For text input, the device implements a virtual keyboard on the touchscreen. It has automatic spell checking and correction, predictive word capabilities, and a dynamic dictionary that learns new words. The predictive word capabilities have been integrated with the dynamic virtual keyboard so that users will not have to be extremely accurate when typing—i.e. touching the edges of the desired letter or nearby letters on the keyboard will be predictively corrected when possible. The keys are somewhat larger and spaced farther apart when in landscape mode, currently available using the Safari web browser and certain third-party applications with Landscape Mode support. Not focusing more on texting has been considered a chief weakness of the iPhone, while at the same time others believe the virtual keyboard to be a bold step and a worthwhile risk. The lack of a physical keyboard allows for the keyboard to be optimized for different applications and languages.

Others functions of iPhone

August 12th, 2008

The built-in Bluetooth 2.x+EDR supports wireless earpieces, which requires the HSP profile, but notably does not support stereo audio (requires A2DP), laptop tethering (requires DUN and SPP), or the OBEX file transfer protocol (requires FTP, GOEP, and OPP). The lack of these profiles prevent iPhone users from exchanging multimedia files with other bluetooth-enabled cell phones, including pictures, music and videos.
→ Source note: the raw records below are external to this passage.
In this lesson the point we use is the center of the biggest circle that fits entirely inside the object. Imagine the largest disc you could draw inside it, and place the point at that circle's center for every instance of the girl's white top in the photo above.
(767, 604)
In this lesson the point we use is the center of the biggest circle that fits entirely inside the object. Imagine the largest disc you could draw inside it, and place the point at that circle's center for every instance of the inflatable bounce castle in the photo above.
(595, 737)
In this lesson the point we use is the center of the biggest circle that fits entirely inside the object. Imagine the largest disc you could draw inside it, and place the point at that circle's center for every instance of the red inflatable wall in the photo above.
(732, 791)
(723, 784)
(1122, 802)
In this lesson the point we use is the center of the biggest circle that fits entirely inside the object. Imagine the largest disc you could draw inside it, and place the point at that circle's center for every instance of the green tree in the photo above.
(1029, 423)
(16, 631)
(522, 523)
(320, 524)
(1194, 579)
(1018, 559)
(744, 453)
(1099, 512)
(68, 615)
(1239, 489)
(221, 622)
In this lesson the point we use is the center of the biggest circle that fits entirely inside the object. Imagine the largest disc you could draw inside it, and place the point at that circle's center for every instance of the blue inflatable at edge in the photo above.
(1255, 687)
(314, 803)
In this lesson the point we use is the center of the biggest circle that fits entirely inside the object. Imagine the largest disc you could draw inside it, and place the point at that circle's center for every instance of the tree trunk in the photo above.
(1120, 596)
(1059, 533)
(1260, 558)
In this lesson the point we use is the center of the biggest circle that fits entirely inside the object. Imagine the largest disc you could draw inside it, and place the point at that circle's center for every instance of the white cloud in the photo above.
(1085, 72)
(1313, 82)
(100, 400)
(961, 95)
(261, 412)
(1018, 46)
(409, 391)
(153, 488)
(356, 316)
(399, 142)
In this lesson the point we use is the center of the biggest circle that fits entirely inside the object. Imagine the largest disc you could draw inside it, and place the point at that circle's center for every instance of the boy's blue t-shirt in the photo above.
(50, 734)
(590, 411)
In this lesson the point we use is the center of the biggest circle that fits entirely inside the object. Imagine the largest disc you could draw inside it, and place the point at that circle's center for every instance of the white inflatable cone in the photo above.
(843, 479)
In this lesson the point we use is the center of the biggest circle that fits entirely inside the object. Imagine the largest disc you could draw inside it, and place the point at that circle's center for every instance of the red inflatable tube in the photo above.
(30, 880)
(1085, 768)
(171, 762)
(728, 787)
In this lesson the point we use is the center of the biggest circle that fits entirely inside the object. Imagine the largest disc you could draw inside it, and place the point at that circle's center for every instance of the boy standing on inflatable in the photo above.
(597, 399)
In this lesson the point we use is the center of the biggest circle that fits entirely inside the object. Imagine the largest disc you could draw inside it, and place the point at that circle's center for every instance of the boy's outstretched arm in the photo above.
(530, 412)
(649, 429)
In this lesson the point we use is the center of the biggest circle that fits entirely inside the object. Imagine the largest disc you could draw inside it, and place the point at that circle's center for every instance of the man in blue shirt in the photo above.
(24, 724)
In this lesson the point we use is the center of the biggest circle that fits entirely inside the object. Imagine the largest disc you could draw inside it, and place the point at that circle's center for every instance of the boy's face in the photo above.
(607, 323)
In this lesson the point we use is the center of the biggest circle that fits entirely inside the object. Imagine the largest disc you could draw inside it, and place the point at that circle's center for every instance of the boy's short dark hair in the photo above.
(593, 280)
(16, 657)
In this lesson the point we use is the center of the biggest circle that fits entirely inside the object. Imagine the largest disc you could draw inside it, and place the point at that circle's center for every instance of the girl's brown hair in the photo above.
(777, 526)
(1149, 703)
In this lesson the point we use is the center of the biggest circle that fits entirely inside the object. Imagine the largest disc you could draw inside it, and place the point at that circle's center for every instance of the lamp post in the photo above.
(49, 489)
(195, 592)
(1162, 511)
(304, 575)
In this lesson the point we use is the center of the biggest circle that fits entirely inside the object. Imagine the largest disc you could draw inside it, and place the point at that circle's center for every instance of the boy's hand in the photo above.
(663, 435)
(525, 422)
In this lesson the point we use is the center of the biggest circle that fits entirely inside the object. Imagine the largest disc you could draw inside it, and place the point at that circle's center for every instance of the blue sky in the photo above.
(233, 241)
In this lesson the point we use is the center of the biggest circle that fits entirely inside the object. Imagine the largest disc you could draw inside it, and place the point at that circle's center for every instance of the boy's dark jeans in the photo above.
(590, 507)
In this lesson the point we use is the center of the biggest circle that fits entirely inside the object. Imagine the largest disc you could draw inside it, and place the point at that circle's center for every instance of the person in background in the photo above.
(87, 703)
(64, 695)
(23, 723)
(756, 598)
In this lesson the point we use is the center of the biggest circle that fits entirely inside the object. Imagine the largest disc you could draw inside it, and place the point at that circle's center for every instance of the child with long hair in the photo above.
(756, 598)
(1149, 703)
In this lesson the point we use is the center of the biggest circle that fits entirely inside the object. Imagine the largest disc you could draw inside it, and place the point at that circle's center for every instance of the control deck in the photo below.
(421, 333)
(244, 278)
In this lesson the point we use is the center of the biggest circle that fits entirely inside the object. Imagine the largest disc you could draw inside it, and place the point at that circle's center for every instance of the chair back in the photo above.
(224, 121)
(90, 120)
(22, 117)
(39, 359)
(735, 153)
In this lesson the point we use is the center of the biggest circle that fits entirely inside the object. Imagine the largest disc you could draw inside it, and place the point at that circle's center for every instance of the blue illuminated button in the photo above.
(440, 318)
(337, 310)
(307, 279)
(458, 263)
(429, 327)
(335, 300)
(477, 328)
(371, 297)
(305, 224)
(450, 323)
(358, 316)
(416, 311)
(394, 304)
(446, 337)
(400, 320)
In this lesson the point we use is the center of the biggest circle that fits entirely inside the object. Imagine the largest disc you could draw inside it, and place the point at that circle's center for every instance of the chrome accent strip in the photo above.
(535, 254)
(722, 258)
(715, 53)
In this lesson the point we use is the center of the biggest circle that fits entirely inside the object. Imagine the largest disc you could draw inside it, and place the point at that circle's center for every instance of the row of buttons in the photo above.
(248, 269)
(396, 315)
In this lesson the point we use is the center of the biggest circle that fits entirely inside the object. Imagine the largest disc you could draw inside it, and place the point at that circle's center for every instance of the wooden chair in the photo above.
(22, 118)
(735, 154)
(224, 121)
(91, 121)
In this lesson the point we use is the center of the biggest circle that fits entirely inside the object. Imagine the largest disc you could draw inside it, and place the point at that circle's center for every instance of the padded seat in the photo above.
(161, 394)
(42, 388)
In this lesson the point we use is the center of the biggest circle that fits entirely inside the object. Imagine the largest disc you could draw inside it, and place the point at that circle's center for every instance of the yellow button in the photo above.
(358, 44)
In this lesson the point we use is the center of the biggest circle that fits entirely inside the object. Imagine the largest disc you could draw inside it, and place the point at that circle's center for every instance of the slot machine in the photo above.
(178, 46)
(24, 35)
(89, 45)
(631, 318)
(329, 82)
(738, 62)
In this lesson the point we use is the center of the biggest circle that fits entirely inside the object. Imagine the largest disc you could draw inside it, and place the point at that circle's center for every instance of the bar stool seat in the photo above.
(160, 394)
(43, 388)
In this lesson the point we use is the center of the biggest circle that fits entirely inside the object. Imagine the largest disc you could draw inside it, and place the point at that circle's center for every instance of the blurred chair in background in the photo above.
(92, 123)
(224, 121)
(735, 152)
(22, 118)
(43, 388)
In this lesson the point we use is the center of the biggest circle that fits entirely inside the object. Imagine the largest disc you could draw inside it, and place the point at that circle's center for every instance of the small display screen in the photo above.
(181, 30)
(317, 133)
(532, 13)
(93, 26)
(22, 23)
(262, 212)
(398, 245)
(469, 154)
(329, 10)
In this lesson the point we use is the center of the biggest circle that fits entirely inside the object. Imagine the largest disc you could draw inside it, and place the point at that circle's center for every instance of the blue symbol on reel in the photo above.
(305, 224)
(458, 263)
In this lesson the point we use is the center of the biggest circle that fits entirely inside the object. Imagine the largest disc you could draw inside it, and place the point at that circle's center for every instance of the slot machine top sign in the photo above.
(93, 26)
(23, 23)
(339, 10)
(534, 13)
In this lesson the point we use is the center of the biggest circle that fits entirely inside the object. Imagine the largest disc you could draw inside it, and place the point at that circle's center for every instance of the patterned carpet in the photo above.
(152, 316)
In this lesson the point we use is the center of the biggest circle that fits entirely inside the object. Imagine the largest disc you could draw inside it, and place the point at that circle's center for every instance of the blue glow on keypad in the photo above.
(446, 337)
Text messages are presented chronologically in a mailbox format similar to Mail, which places all text from recipients together with replies. Text messages are displayed in speech bubbles (similar to iChat) under each recipient’s name. The iPhone currently has built-in support for e-mail message forwarding, drafts, and direct internal camera-to-e-mail picture sending. However, it does not yet have capabilities for delivery reports, MMS, or copy/cut/paste. Support for multi-recipient SMS was added in the January 2008 (v1.1.3) software update.

Camera of iPhone

August 12th, 2008

The iPhone features a built in 2.0 megapixel camera located on the back for still digital photos. It has no optical zoom, flash or autofocus, and does not support video recording.

The iPhone includes software that allows the user to upload, view, and e-mail photos. The user zooms in and out of photos by “unpinching” and “pinching” them through the multi-touch interface. The software interacts with iPhoto and Aperture software on the Mac and Photoshop software in Windows. In version 2.0 of the iPhone OS, users can choose to allow location data to be embedded in the pictures producing geocoded photographs (geotagging).